Two hundred two people died in the Bali, Indonesia, disco bombing of October 12, 2002, when a suicide bomber blew himself up on a tourist-bar dance floor, and then, moments later, a second bomber detonated an explosives-filled Mitsubishi van parked outside. Now, the mastermind of the attacks – Imam Samudra, a 35-year-old Islamist militant with links to al-Qaeda – has written a jailhouse memoir that offers a primer on the more sophisticated crime of online credit card fraud, which it promotes as a way for Muslim radicals to fund their activities.
Law enforcement authorities say evidence collected from Samudra’s laptop computer shows he tried to finance the Bali bombing by committing acts of fraud over the Internet.
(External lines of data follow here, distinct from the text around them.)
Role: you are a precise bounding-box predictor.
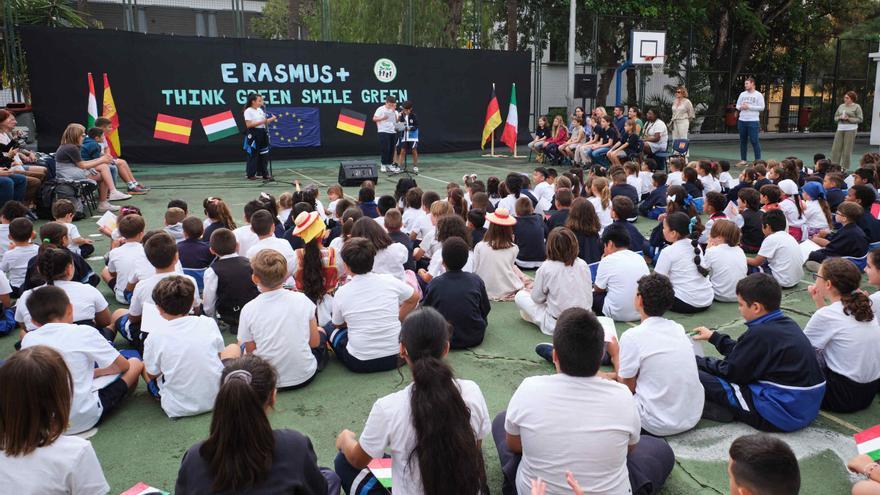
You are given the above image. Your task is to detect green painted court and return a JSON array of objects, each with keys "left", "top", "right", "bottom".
[{"left": 0, "top": 138, "right": 880, "bottom": 494}]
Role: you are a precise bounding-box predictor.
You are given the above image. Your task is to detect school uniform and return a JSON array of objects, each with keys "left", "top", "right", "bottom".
[
  {"left": 422, "top": 270, "right": 492, "bottom": 349},
  {"left": 804, "top": 301, "right": 880, "bottom": 413},
  {"left": 330, "top": 273, "right": 414, "bottom": 373},
  {"left": 654, "top": 239, "right": 714, "bottom": 313},
  {"left": 238, "top": 289, "right": 324, "bottom": 388},
  {"left": 696, "top": 310, "right": 825, "bottom": 432},
  {"left": 202, "top": 254, "right": 260, "bottom": 323},
  {"left": 758, "top": 230, "right": 804, "bottom": 289},
  {"left": 144, "top": 316, "right": 225, "bottom": 418},
  {"left": 618, "top": 316, "right": 705, "bottom": 436},
  {"left": 177, "top": 239, "right": 214, "bottom": 269},
  {"left": 514, "top": 258, "right": 593, "bottom": 335},
  {"left": 513, "top": 214, "right": 547, "bottom": 268},
  {"left": 21, "top": 323, "right": 128, "bottom": 435},
  {"left": 807, "top": 223, "right": 868, "bottom": 263},
  {"left": 700, "top": 244, "right": 748, "bottom": 302}
]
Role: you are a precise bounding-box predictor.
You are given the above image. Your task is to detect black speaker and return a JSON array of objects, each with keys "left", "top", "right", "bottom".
[
  {"left": 574, "top": 74, "right": 598, "bottom": 99},
  {"left": 339, "top": 160, "right": 379, "bottom": 186}
]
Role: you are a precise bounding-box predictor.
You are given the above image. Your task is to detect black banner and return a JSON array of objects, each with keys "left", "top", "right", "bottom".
[{"left": 21, "top": 26, "right": 530, "bottom": 163}]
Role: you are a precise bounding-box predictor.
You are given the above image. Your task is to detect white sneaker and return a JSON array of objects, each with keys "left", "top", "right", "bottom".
[
  {"left": 107, "top": 189, "right": 131, "bottom": 201},
  {"left": 98, "top": 201, "right": 119, "bottom": 212}
]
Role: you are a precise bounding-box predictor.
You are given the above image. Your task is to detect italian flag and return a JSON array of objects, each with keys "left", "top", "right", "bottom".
[
  {"left": 853, "top": 425, "right": 880, "bottom": 461},
  {"left": 501, "top": 83, "right": 519, "bottom": 150},
  {"left": 86, "top": 72, "right": 98, "bottom": 129},
  {"left": 201, "top": 110, "right": 238, "bottom": 142}
]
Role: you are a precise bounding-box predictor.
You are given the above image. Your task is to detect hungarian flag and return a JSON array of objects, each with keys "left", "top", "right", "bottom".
[
  {"left": 102, "top": 72, "right": 122, "bottom": 157},
  {"left": 501, "top": 83, "right": 519, "bottom": 150},
  {"left": 853, "top": 425, "right": 880, "bottom": 461},
  {"left": 480, "top": 84, "right": 501, "bottom": 149},
  {"left": 86, "top": 72, "right": 98, "bottom": 129}
]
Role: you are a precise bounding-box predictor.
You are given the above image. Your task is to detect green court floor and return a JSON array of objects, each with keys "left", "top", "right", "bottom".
[{"left": 0, "top": 140, "right": 880, "bottom": 495}]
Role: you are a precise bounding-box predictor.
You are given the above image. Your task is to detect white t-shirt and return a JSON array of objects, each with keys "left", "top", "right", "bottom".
[
  {"left": 531, "top": 258, "right": 593, "bottom": 335},
  {"left": 373, "top": 242, "right": 409, "bottom": 282},
  {"left": 654, "top": 239, "right": 715, "bottom": 308},
  {"left": 107, "top": 241, "right": 148, "bottom": 304},
  {"left": 504, "top": 373, "right": 642, "bottom": 495},
  {"left": 595, "top": 249, "right": 651, "bottom": 321},
  {"left": 232, "top": 224, "right": 260, "bottom": 256},
  {"left": 758, "top": 230, "right": 804, "bottom": 287},
  {"left": 15, "top": 280, "right": 109, "bottom": 332},
  {"left": 144, "top": 316, "right": 224, "bottom": 418},
  {"left": 0, "top": 435, "right": 110, "bottom": 495},
  {"left": 804, "top": 301, "right": 880, "bottom": 383},
  {"left": 359, "top": 379, "right": 492, "bottom": 495},
  {"left": 128, "top": 272, "right": 202, "bottom": 324},
  {"left": 332, "top": 273, "right": 415, "bottom": 361},
  {"left": 21, "top": 323, "right": 119, "bottom": 435},
  {"left": 0, "top": 244, "right": 40, "bottom": 287},
  {"left": 244, "top": 107, "right": 266, "bottom": 129},
  {"left": 238, "top": 289, "right": 318, "bottom": 387},
  {"left": 618, "top": 317, "right": 704, "bottom": 436},
  {"left": 245, "top": 236, "right": 296, "bottom": 276},
  {"left": 373, "top": 105, "right": 397, "bottom": 134},
  {"left": 701, "top": 244, "right": 748, "bottom": 302}
]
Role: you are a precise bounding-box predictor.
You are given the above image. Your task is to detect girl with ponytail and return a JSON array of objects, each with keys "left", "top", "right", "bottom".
[
  {"left": 174, "top": 354, "right": 339, "bottom": 495},
  {"left": 804, "top": 255, "right": 880, "bottom": 412},
  {"left": 336, "top": 308, "right": 491, "bottom": 495},
  {"left": 654, "top": 211, "right": 715, "bottom": 314}
]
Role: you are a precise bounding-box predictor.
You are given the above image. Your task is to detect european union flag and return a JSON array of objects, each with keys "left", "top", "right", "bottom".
[{"left": 266, "top": 107, "right": 321, "bottom": 148}]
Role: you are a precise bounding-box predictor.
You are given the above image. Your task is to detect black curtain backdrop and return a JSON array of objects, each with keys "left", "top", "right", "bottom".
[{"left": 21, "top": 26, "right": 530, "bottom": 163}]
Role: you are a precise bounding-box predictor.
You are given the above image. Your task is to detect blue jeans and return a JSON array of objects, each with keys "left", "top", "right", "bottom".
[{"left": 736, "top": 120, "right": 761, "bottom": 161}]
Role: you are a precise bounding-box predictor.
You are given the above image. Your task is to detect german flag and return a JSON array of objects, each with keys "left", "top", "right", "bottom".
[
  {"left": 153, "top": 113, "right": 192, "bottom": 144},
  {"left": 336, "top": 108, "right": 367, "bottom": 136}
]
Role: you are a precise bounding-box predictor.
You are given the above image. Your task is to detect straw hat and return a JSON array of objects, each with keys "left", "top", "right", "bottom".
[{"left": 486, "top": 208, "right": 516, "bottom": 226}]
And his new writings suggest that online fraud – which in 2003 cost credit card companies and banks $1.2 billion in the United States alone – might become a key weapon in terrorist arsenals, if it’s not already. “We know that terrorist groups throughout the world have financed themselves through crime,” says Richard Clarke, the former U.S. counterterrorism czar for President Bush and President Clinton. “There is beginning to be a reason to conclude that one of the ways they are financing themselves is through cyber-crime.”
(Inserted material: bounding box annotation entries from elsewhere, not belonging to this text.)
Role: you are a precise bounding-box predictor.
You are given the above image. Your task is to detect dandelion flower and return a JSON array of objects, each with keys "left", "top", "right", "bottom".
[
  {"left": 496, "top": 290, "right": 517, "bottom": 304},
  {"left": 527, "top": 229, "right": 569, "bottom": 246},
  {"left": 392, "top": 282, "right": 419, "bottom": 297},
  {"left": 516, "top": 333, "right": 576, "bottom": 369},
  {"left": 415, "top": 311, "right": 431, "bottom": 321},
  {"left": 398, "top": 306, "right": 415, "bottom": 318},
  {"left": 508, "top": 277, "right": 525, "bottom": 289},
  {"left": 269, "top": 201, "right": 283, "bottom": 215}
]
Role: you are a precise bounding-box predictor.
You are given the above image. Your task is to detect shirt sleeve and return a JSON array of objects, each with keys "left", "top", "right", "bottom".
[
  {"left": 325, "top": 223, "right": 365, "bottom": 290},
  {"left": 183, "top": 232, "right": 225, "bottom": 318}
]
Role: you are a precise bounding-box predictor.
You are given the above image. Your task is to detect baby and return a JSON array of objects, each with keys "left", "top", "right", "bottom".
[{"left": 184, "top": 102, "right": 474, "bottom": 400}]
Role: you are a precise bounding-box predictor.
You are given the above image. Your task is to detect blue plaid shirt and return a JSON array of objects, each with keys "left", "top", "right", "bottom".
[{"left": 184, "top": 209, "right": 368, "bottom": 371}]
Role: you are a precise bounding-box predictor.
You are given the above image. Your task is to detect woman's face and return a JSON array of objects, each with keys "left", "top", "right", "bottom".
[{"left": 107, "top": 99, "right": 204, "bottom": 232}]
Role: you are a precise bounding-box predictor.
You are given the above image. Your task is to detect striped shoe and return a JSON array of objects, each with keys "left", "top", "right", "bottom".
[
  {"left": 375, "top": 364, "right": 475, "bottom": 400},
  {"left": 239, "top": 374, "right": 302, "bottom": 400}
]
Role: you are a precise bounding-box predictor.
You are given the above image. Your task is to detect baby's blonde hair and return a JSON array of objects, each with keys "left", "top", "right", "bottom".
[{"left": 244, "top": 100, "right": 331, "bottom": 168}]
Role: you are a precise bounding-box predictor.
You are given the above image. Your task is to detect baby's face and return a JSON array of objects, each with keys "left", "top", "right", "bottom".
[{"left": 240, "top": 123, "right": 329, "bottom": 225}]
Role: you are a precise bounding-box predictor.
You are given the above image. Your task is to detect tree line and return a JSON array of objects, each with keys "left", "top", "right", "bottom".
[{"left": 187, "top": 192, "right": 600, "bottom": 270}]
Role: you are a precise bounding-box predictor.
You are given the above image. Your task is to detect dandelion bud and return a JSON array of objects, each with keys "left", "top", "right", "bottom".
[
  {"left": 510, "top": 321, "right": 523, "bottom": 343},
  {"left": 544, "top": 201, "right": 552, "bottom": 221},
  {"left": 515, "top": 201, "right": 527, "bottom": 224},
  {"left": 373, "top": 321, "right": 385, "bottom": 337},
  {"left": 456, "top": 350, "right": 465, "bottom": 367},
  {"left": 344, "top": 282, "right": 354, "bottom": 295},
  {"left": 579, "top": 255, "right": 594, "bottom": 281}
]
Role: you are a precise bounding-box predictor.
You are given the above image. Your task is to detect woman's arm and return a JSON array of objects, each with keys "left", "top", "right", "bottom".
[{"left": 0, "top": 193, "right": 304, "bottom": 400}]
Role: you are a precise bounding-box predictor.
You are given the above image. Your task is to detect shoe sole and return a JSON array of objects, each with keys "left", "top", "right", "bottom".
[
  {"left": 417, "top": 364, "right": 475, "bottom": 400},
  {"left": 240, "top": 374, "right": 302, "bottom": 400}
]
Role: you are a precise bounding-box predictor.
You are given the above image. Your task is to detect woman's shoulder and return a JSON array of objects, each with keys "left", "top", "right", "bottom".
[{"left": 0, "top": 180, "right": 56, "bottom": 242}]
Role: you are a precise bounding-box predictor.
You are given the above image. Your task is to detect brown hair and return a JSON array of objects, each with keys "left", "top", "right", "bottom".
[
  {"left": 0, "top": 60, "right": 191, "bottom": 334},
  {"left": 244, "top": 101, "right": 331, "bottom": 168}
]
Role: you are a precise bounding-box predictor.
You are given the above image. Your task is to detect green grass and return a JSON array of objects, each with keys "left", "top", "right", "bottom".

Online fraud would thereby join the other major ways in which terrorist groups exploit the Internet. The September 11 plotters are known to have used the Internet for international communications and information gathering. Hundreds of jihadist websites are used for propaganda and fund-raising purposes and are as easily accessible as the mainstream websites of major news organizations. And in 2004, the Web was awash with raw video of hostage beheadings perpetrated by followers of Abu Musab al-Zarqawi, the Jordanian-born terror leader operating in Iraq. This was no fringe phenomenon. Tens of millions of people downloaded the video files, a kind of vast medieval spectacle enabled by numberless Web hosting companies and Internet service providers, or ISPs. “I don’t know where the line is. But certainly, we have passed it in the abuse of the Internet,” says Gabriel Weimann, a professor of communications at the University of Haifa, who tracks use of the Internet by terrorist groups.
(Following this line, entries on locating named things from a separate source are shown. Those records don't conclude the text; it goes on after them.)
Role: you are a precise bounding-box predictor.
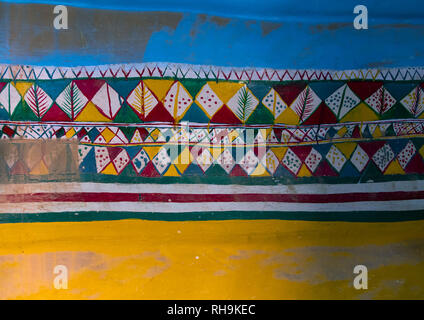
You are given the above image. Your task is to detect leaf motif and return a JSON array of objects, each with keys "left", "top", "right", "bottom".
[
  {"left": 227, "top": 85, "right": 259, "bottom": 123},
  {"left": 127, "top": 81, "right": 158, "bottom": 119},
  {"left": 56, "top": 81, "right": 88, "bottom": 120},
  {"left": 401, "top": 86, "right": 424, "bottom": 117},
  {"left": 291, "top": 86, "right": 321, "bottom": 123},
  {"left": 0, "top": 82, "right": 22, "bottom": 116},
  {"left": 24, "top": 84, "right": 53, "bottom": 119}
]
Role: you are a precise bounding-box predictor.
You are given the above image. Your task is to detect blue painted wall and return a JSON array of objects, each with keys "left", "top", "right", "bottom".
[{"left": 0, "top": 0, "right": 424, "bottom": 69}]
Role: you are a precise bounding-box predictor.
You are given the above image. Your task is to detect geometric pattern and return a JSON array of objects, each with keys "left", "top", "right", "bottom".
[
  {"left": 4, "top": 78, "right": 424, "bottom": 125},
  {"left": 0, "top": 64, "right": 424, "bottom": 182}
]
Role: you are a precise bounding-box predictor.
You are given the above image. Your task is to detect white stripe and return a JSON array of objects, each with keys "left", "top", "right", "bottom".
[
  {"left": 0, "top": 180, "right": 424, "bottom": 194},
  {"left": 0, "top": 199, "right": 424, "bottom": 215}
]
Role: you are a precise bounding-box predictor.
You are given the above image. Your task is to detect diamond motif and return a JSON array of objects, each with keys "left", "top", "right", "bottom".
[
  {"left": 261, "top": 150, "right": 280, "bottom": 174},
  {"left": 350, "top": 145, "right": 370, "bottom": 172},
  {"left": 326, "top": 145, "right": 346, "bottom": 172},
  {"left": 163, "top": 81, "right": 193, "bottom": 120},
  {"left": 305, "top": 148, "right": 322, "bottom": 172},
  {"left": 240, "top": 149, "right": 259, "bottom": 175},
  {"left": 132, "top": 149, "right": 150, "bottom": 173},
  {"left": 400, "top": 86, "right": 424, "bottom": 117},
  {"left": 372, "top": 144, "right": 395, "bottom": 172},
  {"left": 227, "top": 85, "right": 259, "bottom": 122},
  {"left": 216, "top": 149, "right": 235, "bottom": 174},
  {"left": 0, "top": 82, "right": 21, "bottom": 116},
  {"left": 127, "top": 81, "right": 158, "bottom": 117},
  {"left": 196, "top": 148, "right": 213, "bottom": 172},
  {"left": 262, "top": 89, "right": 287, "bottom": 118},
  {"left": 91, "top": 83, "right": 121, "bottom": 119},
  {"left": 325, "top": 84, "right": 361, "bottom": 119},
  {"left": 152, "top": 148, "right": 171, "bottom": 174},
  {"left": 365, "top": 87, "right": 396, "bottom": 114},
  {"left": 112, "top": 149, "right": 130, "bottom": 174},
  {"left": 282, "top": 149, "right": 302, "bottom": 175},
  {"left": 397, "top": 141, "right": 417, "bottom": 169},
  {"left": 94, "top": 147, "right": 110, "bottom": 173},
  {"left": 196, "top": 84, "right": 224, "bottom": 118}
]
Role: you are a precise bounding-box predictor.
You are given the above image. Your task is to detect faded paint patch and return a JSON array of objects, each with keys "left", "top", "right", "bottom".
[
  {"left": 0, "top": 3, "right": 183, "bottom": 63},
  {"left": 261, "top": 21, "right": 283, "bottom": 37},
  {"left": 190, "top": 14, "right": 231, "bottom": 38},
  {"left": 309, "top": 22, "right": 353, "bottom": 33},
  {"left": 263, "top": 240, "right": 424, "bottom": 284},
  {"left": 0, "top": 140, "right": 80, "bottom": 183}
]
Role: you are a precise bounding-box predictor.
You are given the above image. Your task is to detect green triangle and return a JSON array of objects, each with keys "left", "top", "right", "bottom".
[
  {"left": 246, "top": 103, "right": 274, "bottom": 124},
  {"left": 119, "top": 127, "right": 137, "bottom": 141},
  {"left": 11, "top": 100, "right": 39, "bottom": 121},
  {"left": 113, "top": 103, "right": 143, "bottom": 123},
  {"left": 119, "top": 163, "right": 137, "bottom": 177},
  {"left": 361, "top": 161, "right": 382, "bottom": 182},
  {"left": 205, "top": 163, "right": 228, "bottom": 177},
  {"left": 180, "top": 79, "right": 206, "bottom": 100},
  {"left": 381, "top": 102, "right": 412, "bottom": 120}
]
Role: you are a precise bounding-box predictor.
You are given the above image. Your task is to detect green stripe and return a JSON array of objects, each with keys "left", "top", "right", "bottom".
[
  {"left": 1, "top": 173, "right": 424, "bottom": 185},
  {"left": 0, "top": 210, "right": 424, "bottom": 223}
]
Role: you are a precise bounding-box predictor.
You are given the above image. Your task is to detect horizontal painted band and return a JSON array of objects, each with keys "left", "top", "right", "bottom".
[
  {"left": 0, "top": 191, "right": 424, "bottom": 203},
  {"left": 0, "top": 210, "right": 424, "bottom": 223},
  {"left": 0, "top": 180, "right": 424, "bottom": 195},
  {"left": 0, "top": 62, "right": 424, "bottom": 81},
  {"left": 0, "top": 199, "right": 424, "bottom": 215}
]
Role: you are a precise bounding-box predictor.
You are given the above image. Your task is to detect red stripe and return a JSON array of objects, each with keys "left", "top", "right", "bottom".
[{"left": 0, "top": 191, "right": 424, "bottom": 203}]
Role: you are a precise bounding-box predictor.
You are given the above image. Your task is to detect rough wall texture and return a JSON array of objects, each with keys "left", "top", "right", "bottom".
[{"left": 0, "top": 1, "right": 424, "bottom": 299}]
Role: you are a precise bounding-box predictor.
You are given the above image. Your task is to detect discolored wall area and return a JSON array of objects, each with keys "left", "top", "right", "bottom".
[
  {"left": 0, "top": 0, "right": 424, "bottom": 69},
  {"left": 0, "top": 0, "right": 424, "bottom": 299}
]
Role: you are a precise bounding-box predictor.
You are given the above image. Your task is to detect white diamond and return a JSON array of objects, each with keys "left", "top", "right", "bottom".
[
  {"left": 216, "top": 149, "right": 235, "bottom": 174},
  {"left": 91, "top": 83, "right": 121, "bottom": 119},
  {"left": 0, "top": 82, "right": 21, "bottom": 116},
  {"left": 282, "top": 149, "right": 302, "bottom": 175},
  {"left": 196, "top": 84, "right": 224, "bottom": 118},
  {"left": 397, "top": 141, "right": 417, "bottom": 169},
  {"left": 262, "top": 89, "right": 287, "bottom": 118},
  {"left": 350, "top": 145, "right": 370, "bottom": 172},
  {"left": 240, "top": 149, "right": 259, "bottom": 175},
  {"left": 132, "top": 149, "right": 150, "bottom": 173},
  {"left": 372, "top": 144, "right": 395, "bottom": 172},
  {"left": 305, "top": 148, "right": 322, "bottom": 172},
  {"left": 152, "top": 148, "right": 171, "bottom": 174},
  {"left": 326, "top": 145, "right": 346, "bottom": 172}
]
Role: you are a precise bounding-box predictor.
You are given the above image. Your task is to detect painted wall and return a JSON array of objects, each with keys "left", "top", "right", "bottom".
[
  {"left": 0, "top": 0, "right": 424, "bottom": 69},
  {"left": 0, "top": 0, "right": 424, "bottom": 299}
]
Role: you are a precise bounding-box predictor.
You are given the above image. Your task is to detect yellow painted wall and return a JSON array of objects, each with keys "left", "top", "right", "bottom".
[{"left": 0, "top": 220, "right": 424, "bottom": 299}]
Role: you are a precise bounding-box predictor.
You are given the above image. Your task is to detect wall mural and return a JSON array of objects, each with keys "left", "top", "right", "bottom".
[{"left": 0, "top": 64, "right": 424, "bottom": 222}]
Meeting these myriad challenges will require new technology and, some say, stronger self-regulation by the online industry, if only to ward off the more onerous changes or restrictions that might someday be mandated by legal authorities or by the security demands of business interests. According to Vinton Cerf, a founding father of the Internet who codesigned its protocols, extreme violent content on the Net is “a terribly difficult conundrum to try and resolve in a way that is constructive.” But, he adds, “it does not mean we shouldn’t do anything. The industry has a fair amount of potential input, if it is to try to figure out how on earth to discipline itself. The question is, which parts of the industry can do it?” The roadblocks are myriad, he notes: information can literally come from anywhere, and even if major industry players agree to restrictions, Internet users themselves could obviously go on sharing content. “As always, the difficult question will be, Who decides what is acceptable content and on what basis?”
Some work is already going on in the broader battle against terrorist use of the Internet. Research labs are developing new algorithms aimed at making it easier for investigators to comb through e-mails and chat-room dialogue to uncover criminal plots. Meanwhile, the industry’s anti-spam efforts are providing new tools for authenticating e-mail senders using cryptography and other methods, which will also help to thwart fraud; clearly, terrorist exploitation of the Internet adds a national-security dimension to these efforts. The question going forward is whether the terrorist use of the medium, and the emerging responses, will help usher in an era in which the distribution of online content is more tightly controlled and tracked, for better or worse.